Pero entonces el instante se hizo pedazos y el instinto de supervivencia supo domesticar la tentación del pánico. Podría haber sido estúpido, pero pegarse a sí mismo no le iba a librar de las consecuencias. Había que pasar a la acción, así que se sacudió violentamente y se precipitó hacia su silla.

—Eeh, ¡un momento, ciudadana secretaria! —logró decirle, mientras buscaba a tientas las botas con los pies y se volvía a abrochar el cuello de la camisa antes de extender la mano hacia el inhalador que había junto a la botella de whisky. Lo odiaba a muerte y rara vez bebía tanto como para recurrir a él, pero había aprendido por las malas que debía tenerlo a mano para cuando eso sucediera. Hasta ese momento, creía que aquella noche desastrosa durante su tercer año en la academia sería la más notable de las peores borracheras de su vida. Ahora ya no lo tenía tan claro, así que elevó el inhalador, presionó el botón y respiró hondo.

Las súbitas y ásperas ganas de toser lo cogieron por sorpresa. Su cabeza sabía que aquello tendría que venir, pero el resto de él no, así que la sensación fue como si su cráneo se expandiera inmensamente. Por un instante pensó que se moría. Poco después solamente deseaba que hubiera sido así. Bueno, al menos, aquel cacharro del demonio había logrado el efecto deseado. Tenía el estómago todavía más revuelto que antes, pero tenía la mente clara, prácticamente la habitación ya no daba vueltas como si estuviese bailando una polka a su alrededor.

Theisman se sacudió de nuevo y se metió el inhalador en el bolsillo de los pantalones antes de agarrar la casaca de la silla. Empezó a ponérsela de nuevo y después cambió de opinión. Estaba en su camarote personal, al fin y al cabo, y Ransom no lo había avisado de que venía. Dadas las circunstancias, se negó a saludarla vestido con todo el uniforme como si fuera un corderito acelerado que tratase de presentar el mejor aspecto delante del cazador.

Así pues, dejó la túnica sobre el galán, respiró hondo y presionó el botón de admisión.

La puerta se deslizó hasta abrirse por completo y Cordelia Ransom apareció tras ella, flanqueada (como siempre) por sus forzudos guardaespaldas. De hecho, Theisman se dio cuenta de que era un par diferente al que la había acompañado hasta su despacho el primer día. No es que aquello pareciese importar mucho. Parecía obvio que venían en packs intercambiables.

—Buenas tardes, ciudadana secretaria —saludó él—. No esperaba su visita.

—Me hago cargo, ciudadano almirante —repuso ella, alzando la cabeza. Sus ojos azules se posaron por un instante sobre su casaca y después se movieron rápidamente hacia la botella de whisky y el vaso que había encima de la mesa de café—. Le pido disculpas por molestarle sin previo aviso, pero hay algunos temas que me gustaría debatir con usted. En privado.

—¿Aquí mismo? —indicó Theisman cortésmente. El inhalador le había dejado un dolor de cabeza palpitante, pero el dolor parecía ayudarlo a aclarar sus pensamientos. Sus ojos se posaron fugazmente en los guardaespaldas de ella. Pero la indirecta no surtió efecto.

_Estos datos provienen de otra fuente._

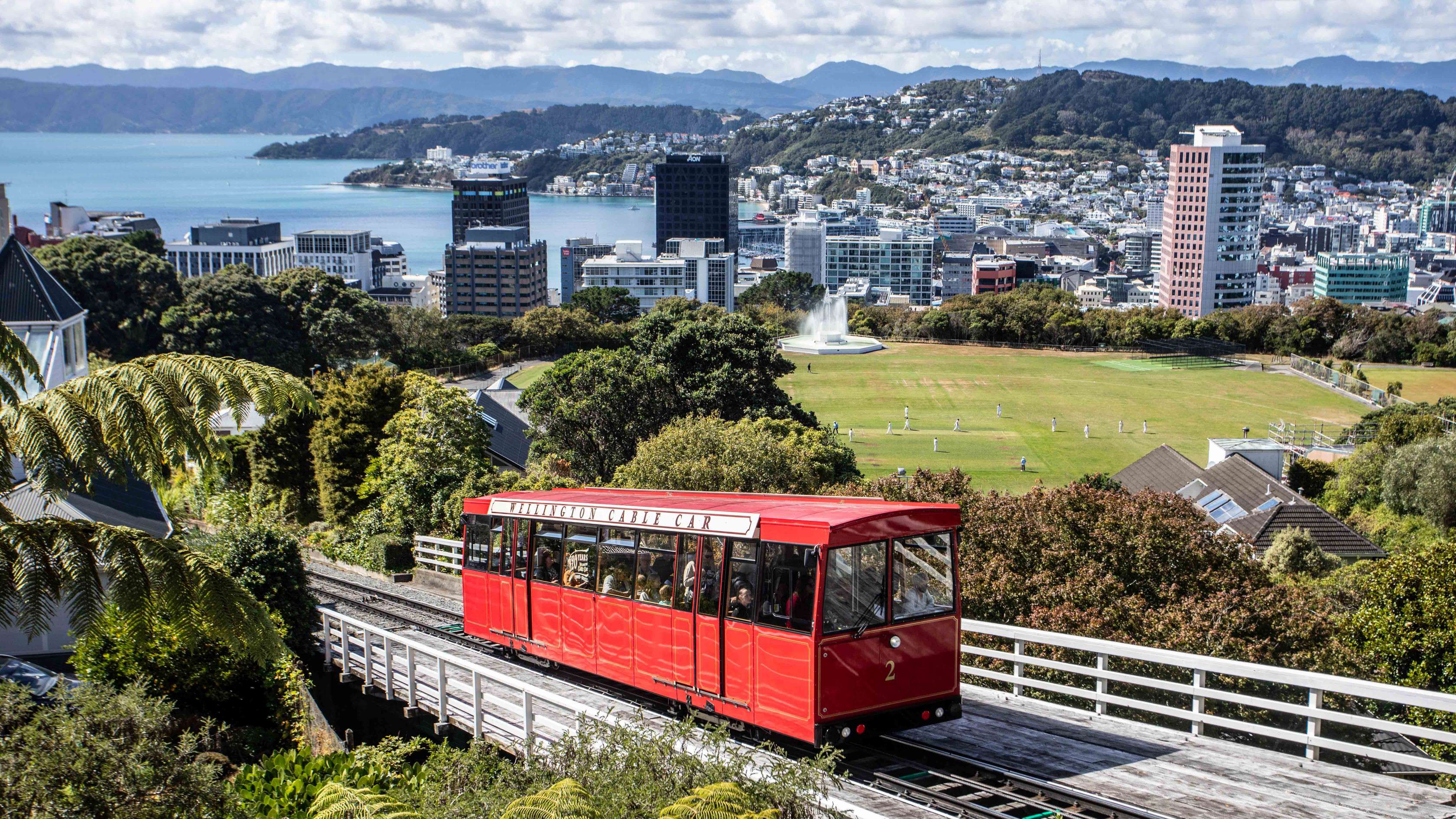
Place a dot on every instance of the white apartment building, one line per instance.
(1212, 222)
(804, 245)
(343, 253)
(694, 269)
(890, 260)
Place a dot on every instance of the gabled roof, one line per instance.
(134, 505)
(28, 292)
(509, 439)
(1264, 506)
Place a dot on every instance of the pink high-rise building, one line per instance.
(1212, 224)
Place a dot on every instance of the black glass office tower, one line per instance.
(696, 200)
(490, 202)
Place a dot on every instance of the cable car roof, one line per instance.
(728, 514)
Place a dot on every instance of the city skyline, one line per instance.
(762, 37)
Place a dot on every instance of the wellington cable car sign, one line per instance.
(723, 523)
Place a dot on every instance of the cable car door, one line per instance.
(710, 626)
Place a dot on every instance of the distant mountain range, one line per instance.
(411, 92)
(72, 108)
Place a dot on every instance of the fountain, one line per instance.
(826, 332)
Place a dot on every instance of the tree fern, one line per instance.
(341, 802)
(562, 800)
(720, 800)
(127, 422)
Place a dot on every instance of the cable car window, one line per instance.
(923, 576)
(501, 546)
(787, 592)
(654, 575)
(523, 549)
(580, 562)
(743, 579)
(475, 541)
(616, 553)
(546, 559)
(708, 578)
(686, 586)
(855, 588)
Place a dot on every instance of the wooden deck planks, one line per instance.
(1170, 771)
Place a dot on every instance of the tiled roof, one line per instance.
(134, 505)
(28, 292)
(509, 439)
(1162, 470)
(1165, 470)
(1327, 530)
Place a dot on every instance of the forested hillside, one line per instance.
(514, 130)
(49, 107)
(1376, 133)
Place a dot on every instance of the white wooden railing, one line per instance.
(456, 690)
(439, 554)
(1199, 693)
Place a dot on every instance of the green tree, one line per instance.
(1420, 478)
(718, 364)
(129, 422)
(545, 330)
(260, 702)
(340, 324)
(283, 465)
(268, 563)
(1404, 630)
(593, 407)
(788, 289)
(126, 292)
(1310, 477)
(353, 412)
(234, 312)
(609, 305)
(1295, 553)
(436, 442)
(104, 754)
(753, 455)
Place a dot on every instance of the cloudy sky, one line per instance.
(780, 39)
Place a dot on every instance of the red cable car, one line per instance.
(819, 618)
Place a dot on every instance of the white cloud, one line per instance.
(772, 37)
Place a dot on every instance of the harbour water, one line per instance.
(184, 180)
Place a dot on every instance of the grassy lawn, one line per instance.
(1183, 409)
(529, 375)
(1419, 384)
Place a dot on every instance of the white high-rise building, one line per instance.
(804, 247)
(892, 260)
(1212, 224)
(341, 253)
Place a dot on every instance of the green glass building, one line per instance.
(1359, 279)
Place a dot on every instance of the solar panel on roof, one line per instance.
(1193, 489)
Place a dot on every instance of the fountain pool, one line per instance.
(826, 333)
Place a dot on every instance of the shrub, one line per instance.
(104, 752)
(391, 553)
(268, 563)
(286, 784)
(264, 707)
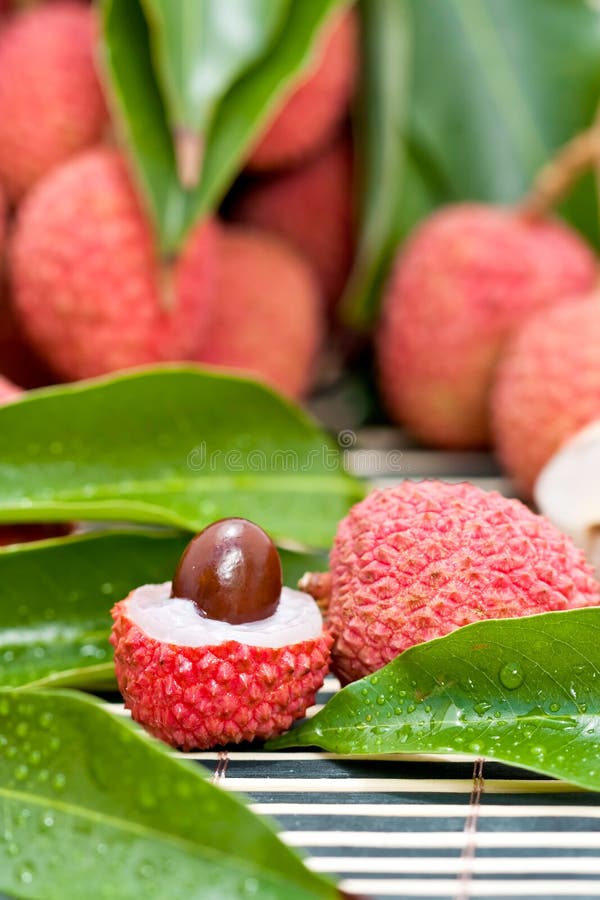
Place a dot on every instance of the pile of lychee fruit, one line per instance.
(489, 329)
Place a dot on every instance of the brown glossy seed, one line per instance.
(231, 571)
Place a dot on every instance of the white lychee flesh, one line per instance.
(176, 620)
(567, 490)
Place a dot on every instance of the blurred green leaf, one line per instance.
(239, 115)
(382, 105)
(174, 446)
(495, 88)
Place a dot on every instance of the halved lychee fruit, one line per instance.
(232, 657)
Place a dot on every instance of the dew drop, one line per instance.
(511, 676)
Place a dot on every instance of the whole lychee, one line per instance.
(547, 387)
(267, 317)
(8, 390)
(231, 661)
(311, 207)
(316, 106)
(88, 286)
(51, 103)
(416, 561)
(468, 276)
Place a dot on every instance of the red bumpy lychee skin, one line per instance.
(202, 697)
(87, 283)
(316, 107)
(547, 387)
(417, 561)
(311, 207)
(267, 316)
(8, 391)
(466, 279)
(51, 104)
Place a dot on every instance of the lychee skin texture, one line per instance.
(203, 697)
(51, 103)
(311, 207)
(87, 284)
(548, 387)
(311, 114)
(417, 561)
(267, 316)
(465, 280)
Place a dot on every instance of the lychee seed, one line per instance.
(231, 571)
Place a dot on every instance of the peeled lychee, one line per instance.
(311, 207)
(51, 104)
(416, 561)
(316, 106)
(267, 317)
(548, 386)
(465, 280)
(88, 287)
(197, 677)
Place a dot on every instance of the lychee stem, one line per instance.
(561, 173)
(318, 585)
(189, 150)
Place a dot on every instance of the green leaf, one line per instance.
(56, 597)
(171, 446)
(495, 87)
(386, 31)
(238, 116)
(55, 601)
(200, 50)
(520, 691)
(91, 807)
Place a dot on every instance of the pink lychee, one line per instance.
(90, 292)
(51, 103)
(197, 683)
(267, 318)
(467, 277)
(311, 207)
(548, 386)
(316, 106)
(418, 560)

El concepto de las conversaciones en privado obviamente no afectaba a su exclusión y a Theisman le dio por pensar de repente una cosa. Se preguntaba si era el choque residual entre el contenido del inhalador y los posos de su embriaguez lo que había liberado su pensamiento como para llegar a hacer tal asociación, pero una vez hecha resultaba tan evidente que se preguntaba cómo era posible que no hubiese caído antes. La presencia de aquellos guardaespaldas no tenía nada que ver con que Ransom tuviese ninguna sensación de verdadero peligro. Estaban presentes única y exclusivamente porque ella era tan importante que podía tenerlos. Eran una expresión de su poder y su importancia, un tótem, un trofeo del que no estaba dispuesta a prescindir.

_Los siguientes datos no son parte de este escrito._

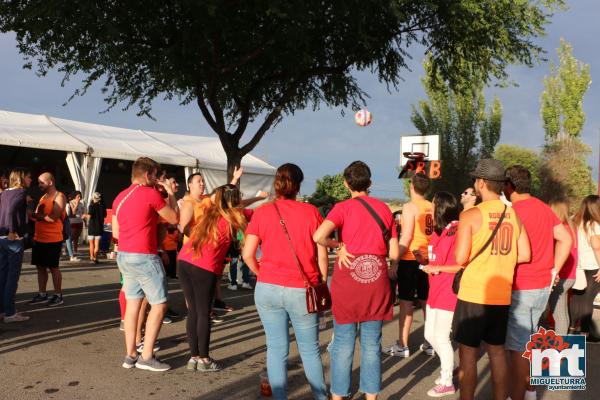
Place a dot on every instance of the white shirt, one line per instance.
(585, 254)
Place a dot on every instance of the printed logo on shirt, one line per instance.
(556, 361)
(366, 268)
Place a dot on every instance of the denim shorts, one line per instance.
(524, 315)
(143, 275)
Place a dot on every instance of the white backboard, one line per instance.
(428, 144)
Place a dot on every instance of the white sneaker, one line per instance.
(426, 347)
(16, 317)
(396, 350)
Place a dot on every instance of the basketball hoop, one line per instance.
(415, 156)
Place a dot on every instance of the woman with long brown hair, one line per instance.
(559, 297)
(200, 263)
(280, 293)
(587, 222)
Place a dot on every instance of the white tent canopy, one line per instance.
(87, 144)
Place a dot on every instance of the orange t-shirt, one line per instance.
(199, 209)
(423, 229)
(488, 279)
(48, 232)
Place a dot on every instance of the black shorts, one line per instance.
(46, 255)
(474, 322)
(411, 281)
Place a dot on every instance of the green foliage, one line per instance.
(562, 100)
(242, 61)
(565, 172)
(467, 132)
(516, 155)
(329, 190)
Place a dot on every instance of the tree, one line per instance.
(562, 100)
(256, 61)
(467, 133)
(516, 155)
(329, 190)
(565, 171)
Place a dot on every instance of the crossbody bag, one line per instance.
(458, 275)
(318, 298)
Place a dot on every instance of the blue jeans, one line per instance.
(233, 271)
(342, 353)
(526, 308)
(276, 306)
(11, 259)
(143, 275)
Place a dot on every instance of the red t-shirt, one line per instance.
(362, 292)
(212, 256)
(277, 265)
(138, 217)
(539, 221)
(568, 269)
(359, 231)
(441, 295)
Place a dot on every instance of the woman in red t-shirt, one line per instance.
(441, 301)
(200, 263)
(280, 293)
(360, 288)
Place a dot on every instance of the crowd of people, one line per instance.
(486, 269)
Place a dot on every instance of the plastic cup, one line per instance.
(265, 386)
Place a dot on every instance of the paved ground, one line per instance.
(74, 351)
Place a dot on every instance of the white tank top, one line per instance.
(585, 254)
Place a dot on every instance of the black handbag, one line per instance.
(458, 275)
(318, 298)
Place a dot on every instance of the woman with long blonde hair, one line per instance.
(200, 263)
(13, 230)
(587, 222)
(559, 297)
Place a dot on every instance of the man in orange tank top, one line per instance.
(481, 312)
(48, 239)
(417, 227)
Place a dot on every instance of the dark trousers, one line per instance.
(582, 303)
(11, 259)
(233, 270)
(199, 290)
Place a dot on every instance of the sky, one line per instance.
(323, 142)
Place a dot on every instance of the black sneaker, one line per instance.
(55, 300)
(39, 299)
(210, 366)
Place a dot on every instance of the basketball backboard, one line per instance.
(426, 144)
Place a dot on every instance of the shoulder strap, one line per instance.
(125, 198)
(289, 240)
(385, 231)
(491, 238)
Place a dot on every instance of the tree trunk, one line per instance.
(234, 159)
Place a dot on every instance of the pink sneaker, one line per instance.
(441, 391)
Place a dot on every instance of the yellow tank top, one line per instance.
(199, 209)
(48, 232)
(488, 279)
(423, 229)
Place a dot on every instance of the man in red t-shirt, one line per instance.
(134, 223)
(533, 281)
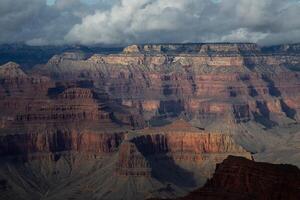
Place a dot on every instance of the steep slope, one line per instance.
(239, 178)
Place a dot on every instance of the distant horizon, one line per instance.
(130, 44)
(93, 22)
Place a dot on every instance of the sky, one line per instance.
(90, 22)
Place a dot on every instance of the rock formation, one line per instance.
(239, 178)
(108, 126)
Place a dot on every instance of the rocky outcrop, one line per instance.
(131, 162)
(25, 145)
(239, 178)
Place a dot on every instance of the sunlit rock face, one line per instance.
(120, 126)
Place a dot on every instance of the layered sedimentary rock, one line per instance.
(239, 178)
(97, 125)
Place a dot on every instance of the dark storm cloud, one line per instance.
(144, 21)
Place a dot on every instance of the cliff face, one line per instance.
(205, 82)
(102, 122)
(31, 143)
(239, 178)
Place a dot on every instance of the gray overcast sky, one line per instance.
(41, 22)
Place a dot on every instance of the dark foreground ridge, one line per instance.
(238, 178)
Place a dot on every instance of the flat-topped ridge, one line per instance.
(11, 70)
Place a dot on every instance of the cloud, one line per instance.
(144, 21)
(36, 23)
(148, 21)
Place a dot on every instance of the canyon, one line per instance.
(239, 178)
(151, 121)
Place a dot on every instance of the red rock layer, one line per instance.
(131, 162)
(60, 141)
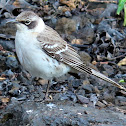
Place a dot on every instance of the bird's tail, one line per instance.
(99, 75)
(90, 71)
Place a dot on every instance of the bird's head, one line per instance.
(29, 21)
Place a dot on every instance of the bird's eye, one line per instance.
(27, 22)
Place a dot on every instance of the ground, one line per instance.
(97, 33)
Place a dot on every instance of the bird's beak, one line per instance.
(11, 21)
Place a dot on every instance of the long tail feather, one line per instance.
(85, 69)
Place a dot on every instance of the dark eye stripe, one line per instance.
(32, 25)
(23, 22)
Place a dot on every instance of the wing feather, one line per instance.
(57, 48)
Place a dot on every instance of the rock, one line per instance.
(87, 88)
(109, 97)
(86, 34)
(82, 99)
(120, 100)
(66, 25)
(68, 14)
(109, 11)
(109, 69)
(85, 57)
(12, 62)
(100, 104)
(76, 83)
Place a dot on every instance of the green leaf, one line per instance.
(120, 6)
(124, 23)
(121, 81)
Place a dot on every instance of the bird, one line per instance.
(44, 53)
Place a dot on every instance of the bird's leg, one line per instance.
(47, 90)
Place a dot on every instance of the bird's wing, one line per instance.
(58, 49)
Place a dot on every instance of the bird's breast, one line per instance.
(35, 60)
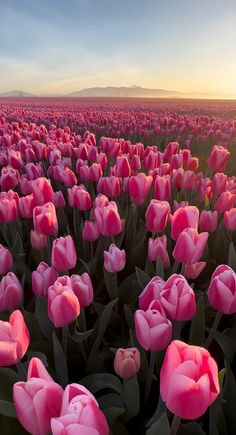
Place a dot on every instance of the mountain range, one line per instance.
(113, 91)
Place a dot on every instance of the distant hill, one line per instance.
(16, 94)
(134, 91)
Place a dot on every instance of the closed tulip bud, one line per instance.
(38, 241)
(45, 219)
(152, 329)
(90, 231)
(162, 188)
(8, 210)
(218, 158)
(64, 255)
(222, 290)
(127, 362)
(109, 186)
(114, 259)
(11, 293)
(178, 298)
(79, 198)
(224, 202)
(42, 278)
(192, 271)
(219, 183)
(63, 304)
(26, 206)
(135, 163)
(14, 339)
(151, 292)
(157, 215)
(190, 246)
(108, 220)
(6, 260)
(42, 191)
(42, 396)
(188, 380)
(9, 178)
(186, 217)
(139, 187)
(230, 219)
(157, 250)
(123, 169)
(80, 414)
(83, 289)
(208, 221)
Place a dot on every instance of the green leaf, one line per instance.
(60, 361)
(143, 278)
(104, 320)
(232, 257)
(161, 427)
(41, 312)
(101, 381)
(8, 409)
(197, 329)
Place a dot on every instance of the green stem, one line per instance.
(149, 376)
(175, 425)
(213, 330)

—Aquí mismo —respondió ella, ajena a los pensamientos que parpadeaban en la cabeza de él. Theisman se apartó y le hizo un gesto con una mano para invitarla a elegir una silla.

—Solo estaba tomándome una copa para relajarme —se justificó—. ¿Puedo ofrecerle otra?

—No, gracias. Pero, por favor, rellénese la suya si lo desea.

—De momento estoy bien, gracias —le dijo Theisman mientras esperaba a que se sentara antes de ponerse cara a cara con ella—. ¿En qué puedo ayudarla, ciudadana secretaria? —le preguntó con un tono cortés mientras los guardaespaldas aparcaban a la espalda de ella.

—Me gustaría hablar de los actos del ciudadano contraalmirante Tourville —respondió ella y él sintió una puñalada de alarma, porque la voz de ella sonaba fría y sus ojos volvían a tener aquella aura impasible.

—¿Con respecto a qué, señora? —A Theisman se le hizo un nudo en aquel estómago maltratado por el whisky, aunque consiguió que su preocupación no saliese a relucir ni en su voz ni en su expresión. No fue fácil y las siguientes palabras de Ransom lo hicieron todavía más complicado.

—No estoy muy contenta con su evidente intento de poner a sus prisioneros bajo custodia militar —detalló ella.

—No estoy seguro de estar entendiéndola bien, ciudadana secretaria —dijo Theisman con toda la tranquilidad que pudo—. Sus prisioneros ya están bajo custodia militar y él informó de su captura y pidió permiso para enviarlos directamente a Tarragona.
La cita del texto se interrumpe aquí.